My dislike
of TSA
is pretty well-documented.
Despite my panic attacks, I opt out of the sexual assault machines every time I
travel because a) the radiation levels in those machines are considerably
higher and less safe than the government has told us and b) if they want to
strip search me, they can damn well present me with probable cause and a
warrant, like the law demands.
So I stand in line shaking and making snarky comments about
actual freedom and the relative safety of guns in schools vs. toothpaste in
airports, while I wait for my turn to remove my dignity layer by layer and
prostrate it before some otherwise-unemployable asshole with a high school
education. Then I opt out and stand quietly while they pretend to call for
backup for 20 minutes when really they’re just waiting me out in the hopes that
I’ll give up and go through the cancer machine.
Eventually an ambiguously-gendered female agent who would
need to be watered once a week if she moved any slower will wander over and
escort me through the metal detector (which won’t go off) and roll her eyes at
me when I request a private screening with Charming present. Then Charming and
I will be stuffed into a supply closet along with two female agents, one of
whom will explain how she’s going to assault me before she does so.
I grind my teeth and gnaw on my lip and beg them to get it
over with as quick as possible. By the end, I’m nauseated, shaking and no more
of a terrorist than I was before some poster child for inbreeding groped my
ass.
But yesterday, that all changed.
You see, I discovered the magic of lying telling a
future-truth to make the screening process simpler for us all (me).

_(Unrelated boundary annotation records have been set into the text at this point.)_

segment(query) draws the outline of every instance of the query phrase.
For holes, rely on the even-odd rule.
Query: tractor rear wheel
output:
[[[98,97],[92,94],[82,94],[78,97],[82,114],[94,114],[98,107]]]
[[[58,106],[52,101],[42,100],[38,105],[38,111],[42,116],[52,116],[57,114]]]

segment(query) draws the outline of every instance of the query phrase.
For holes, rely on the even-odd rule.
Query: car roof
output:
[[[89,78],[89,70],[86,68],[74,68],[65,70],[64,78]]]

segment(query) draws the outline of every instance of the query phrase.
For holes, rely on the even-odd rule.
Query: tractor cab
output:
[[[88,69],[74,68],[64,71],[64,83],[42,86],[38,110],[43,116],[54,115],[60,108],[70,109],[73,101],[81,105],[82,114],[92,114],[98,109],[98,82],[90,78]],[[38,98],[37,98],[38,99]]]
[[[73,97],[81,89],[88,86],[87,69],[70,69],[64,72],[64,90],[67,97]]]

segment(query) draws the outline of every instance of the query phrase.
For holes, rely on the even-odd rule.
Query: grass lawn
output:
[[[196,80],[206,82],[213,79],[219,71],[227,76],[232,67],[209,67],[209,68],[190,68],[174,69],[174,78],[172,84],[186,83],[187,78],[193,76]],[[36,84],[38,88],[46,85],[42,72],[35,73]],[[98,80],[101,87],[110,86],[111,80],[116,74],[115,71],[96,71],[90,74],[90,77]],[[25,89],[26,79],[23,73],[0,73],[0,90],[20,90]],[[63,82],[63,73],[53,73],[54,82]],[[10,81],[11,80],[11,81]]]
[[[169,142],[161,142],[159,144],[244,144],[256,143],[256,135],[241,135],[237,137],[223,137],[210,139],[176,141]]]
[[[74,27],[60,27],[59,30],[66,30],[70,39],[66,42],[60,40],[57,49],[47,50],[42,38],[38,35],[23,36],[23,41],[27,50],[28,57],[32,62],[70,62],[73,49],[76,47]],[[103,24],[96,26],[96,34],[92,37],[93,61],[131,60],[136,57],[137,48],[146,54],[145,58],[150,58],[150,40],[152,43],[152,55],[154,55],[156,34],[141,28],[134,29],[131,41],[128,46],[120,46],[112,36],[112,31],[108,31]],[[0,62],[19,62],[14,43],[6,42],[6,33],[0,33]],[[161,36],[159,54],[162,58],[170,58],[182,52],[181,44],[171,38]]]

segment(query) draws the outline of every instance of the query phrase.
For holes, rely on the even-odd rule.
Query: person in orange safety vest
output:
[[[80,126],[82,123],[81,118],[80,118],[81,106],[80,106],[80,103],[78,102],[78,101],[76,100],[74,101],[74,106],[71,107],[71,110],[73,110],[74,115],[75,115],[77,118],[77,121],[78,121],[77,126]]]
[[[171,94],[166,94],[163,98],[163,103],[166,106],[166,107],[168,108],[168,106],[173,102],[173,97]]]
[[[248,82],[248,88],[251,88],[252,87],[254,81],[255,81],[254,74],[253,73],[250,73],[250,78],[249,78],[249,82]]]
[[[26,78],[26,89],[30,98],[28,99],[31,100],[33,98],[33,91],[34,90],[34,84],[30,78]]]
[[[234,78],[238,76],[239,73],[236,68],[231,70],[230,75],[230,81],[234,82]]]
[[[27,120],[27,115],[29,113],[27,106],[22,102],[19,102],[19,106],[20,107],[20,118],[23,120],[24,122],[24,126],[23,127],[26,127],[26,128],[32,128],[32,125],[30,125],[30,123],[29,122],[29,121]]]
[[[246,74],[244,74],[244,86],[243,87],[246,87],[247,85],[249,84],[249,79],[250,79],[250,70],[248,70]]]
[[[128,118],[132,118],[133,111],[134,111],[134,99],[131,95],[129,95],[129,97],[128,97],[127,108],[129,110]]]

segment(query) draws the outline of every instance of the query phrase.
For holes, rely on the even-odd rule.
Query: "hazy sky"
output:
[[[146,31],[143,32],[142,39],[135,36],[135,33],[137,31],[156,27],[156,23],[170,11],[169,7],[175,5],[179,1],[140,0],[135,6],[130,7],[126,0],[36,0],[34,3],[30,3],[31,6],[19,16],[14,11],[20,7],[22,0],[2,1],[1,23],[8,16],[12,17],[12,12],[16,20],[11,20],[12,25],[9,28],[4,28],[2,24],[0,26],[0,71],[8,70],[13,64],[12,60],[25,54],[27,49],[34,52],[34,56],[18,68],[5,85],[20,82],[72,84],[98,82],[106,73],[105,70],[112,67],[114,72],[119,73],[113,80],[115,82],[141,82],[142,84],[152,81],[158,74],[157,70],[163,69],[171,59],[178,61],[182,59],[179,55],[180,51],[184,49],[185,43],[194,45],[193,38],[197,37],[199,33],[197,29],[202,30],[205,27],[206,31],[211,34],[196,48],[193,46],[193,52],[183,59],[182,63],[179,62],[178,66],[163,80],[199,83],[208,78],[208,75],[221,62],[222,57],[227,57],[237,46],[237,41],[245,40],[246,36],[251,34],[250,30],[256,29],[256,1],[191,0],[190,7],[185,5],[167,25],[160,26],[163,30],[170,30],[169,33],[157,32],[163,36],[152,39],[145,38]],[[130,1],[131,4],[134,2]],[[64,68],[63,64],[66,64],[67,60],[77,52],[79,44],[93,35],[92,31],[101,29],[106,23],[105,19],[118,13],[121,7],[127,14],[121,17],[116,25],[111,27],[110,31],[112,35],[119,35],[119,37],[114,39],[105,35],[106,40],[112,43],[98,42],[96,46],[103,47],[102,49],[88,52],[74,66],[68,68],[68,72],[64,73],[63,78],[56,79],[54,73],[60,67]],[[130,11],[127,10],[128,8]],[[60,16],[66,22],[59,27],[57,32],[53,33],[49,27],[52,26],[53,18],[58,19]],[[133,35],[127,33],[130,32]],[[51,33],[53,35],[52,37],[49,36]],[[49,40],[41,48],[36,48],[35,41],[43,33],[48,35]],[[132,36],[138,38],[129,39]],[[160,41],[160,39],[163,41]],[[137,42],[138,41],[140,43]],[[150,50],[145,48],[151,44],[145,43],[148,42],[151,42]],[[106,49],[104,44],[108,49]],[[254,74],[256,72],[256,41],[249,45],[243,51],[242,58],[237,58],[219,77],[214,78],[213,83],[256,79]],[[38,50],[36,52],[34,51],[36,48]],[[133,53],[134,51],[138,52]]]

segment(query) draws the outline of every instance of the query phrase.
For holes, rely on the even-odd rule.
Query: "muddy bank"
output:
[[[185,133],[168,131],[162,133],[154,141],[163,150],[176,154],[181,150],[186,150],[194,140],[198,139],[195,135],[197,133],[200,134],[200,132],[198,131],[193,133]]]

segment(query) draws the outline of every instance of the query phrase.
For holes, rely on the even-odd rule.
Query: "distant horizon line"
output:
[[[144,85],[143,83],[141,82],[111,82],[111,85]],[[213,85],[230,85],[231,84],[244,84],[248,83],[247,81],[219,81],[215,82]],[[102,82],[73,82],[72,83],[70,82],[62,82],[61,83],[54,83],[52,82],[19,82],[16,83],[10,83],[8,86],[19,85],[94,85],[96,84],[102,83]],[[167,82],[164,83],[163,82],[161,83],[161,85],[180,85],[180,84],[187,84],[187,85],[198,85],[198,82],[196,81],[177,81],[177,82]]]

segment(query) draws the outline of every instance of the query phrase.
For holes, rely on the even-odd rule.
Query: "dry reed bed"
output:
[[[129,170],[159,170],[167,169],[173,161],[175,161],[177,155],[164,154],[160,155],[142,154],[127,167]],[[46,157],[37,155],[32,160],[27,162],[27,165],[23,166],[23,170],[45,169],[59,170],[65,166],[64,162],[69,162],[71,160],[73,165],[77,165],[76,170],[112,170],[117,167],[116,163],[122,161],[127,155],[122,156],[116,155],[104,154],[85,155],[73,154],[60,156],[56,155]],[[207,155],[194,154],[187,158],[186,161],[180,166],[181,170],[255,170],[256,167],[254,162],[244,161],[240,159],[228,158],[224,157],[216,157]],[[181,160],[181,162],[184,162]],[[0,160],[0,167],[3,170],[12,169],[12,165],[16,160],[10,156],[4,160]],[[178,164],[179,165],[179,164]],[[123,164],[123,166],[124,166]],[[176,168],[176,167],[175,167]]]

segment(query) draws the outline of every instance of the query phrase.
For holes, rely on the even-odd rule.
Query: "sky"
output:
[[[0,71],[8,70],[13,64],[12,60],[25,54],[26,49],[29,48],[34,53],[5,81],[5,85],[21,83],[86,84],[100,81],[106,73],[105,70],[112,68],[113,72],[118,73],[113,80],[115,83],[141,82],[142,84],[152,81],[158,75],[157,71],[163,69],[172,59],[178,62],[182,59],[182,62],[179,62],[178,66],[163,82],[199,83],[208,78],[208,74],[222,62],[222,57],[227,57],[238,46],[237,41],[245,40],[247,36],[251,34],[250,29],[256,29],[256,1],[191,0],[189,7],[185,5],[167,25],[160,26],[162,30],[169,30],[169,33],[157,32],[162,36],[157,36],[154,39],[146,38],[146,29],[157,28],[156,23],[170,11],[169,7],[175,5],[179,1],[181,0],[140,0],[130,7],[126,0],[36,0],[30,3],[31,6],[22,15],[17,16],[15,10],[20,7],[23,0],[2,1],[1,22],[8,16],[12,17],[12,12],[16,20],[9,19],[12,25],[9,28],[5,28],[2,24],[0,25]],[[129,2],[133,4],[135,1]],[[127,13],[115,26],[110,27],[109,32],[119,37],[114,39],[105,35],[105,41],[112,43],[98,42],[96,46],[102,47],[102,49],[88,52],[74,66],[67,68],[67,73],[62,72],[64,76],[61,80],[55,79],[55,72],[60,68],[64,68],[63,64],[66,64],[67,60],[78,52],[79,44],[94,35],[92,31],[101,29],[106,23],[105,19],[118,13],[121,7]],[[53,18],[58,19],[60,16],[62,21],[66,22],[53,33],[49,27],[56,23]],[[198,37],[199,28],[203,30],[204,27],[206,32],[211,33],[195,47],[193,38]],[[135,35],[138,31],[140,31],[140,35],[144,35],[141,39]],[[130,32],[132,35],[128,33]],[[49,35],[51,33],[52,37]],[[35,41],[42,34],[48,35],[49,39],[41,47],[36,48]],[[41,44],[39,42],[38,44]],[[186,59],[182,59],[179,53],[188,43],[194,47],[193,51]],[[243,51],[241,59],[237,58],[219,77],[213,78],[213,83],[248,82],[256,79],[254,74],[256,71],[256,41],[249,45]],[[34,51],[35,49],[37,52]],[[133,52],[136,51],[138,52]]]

Yesterday, after I’d removed my Al Qaida-issued Uggs and placed
my shiv-concealing Coach belt on the x-ray machine, I approached the most
grandfatherly looking of the available TSA agents and whispered
conspiratorially, “I’m pregnant.”
I mean, by law in Arizona, you’re considered potentially
pregnant for at least two weeks before your next period, so it possibly could have been true. If I weren’t on birth control
or whatever.
The TSA agent made some sort of weird garbled noise, as old
white men are wont to do when presented with Mysterious Female Issues (then some
of them try to legislate on those issues, without knowing a damned thing about
them of course, but that’s beside the point), and tried to assure me that the cancer
rays were totally safe. But very quickly – and before I’d said another word – he
offered to let me go through the metal detector instead. You know, just in
case.
I simpered and thanked him obsequiously, with one hand placed
protectively over my Christmas-turkey-and-sweet-potato-casserole-baby belly. “It’s
early yet, and I don’t want to take any chances, you know?” He nodded hastily,
made wild hand gestures at the guy operating the metal detector - while backing
away quickly lest I contaminate him with my Scary Female Bodily Functions - and
my still-empty uterus and I passed through without issue. Still not terrorists,
and with far less wasted time and angst.
Charming just rolled his eyes at me and assured me I would
have deserved it if the agent had thought I was eight months pregnant.
Unfortunately for Charming, I’m feeling like this might be
the world’s longest gestation period. I look young as it is, so I’m thinking I
should be able to pull this off until I’m at least 50 or so. Oh! I think my
Civil Disobedience Baby just kicked!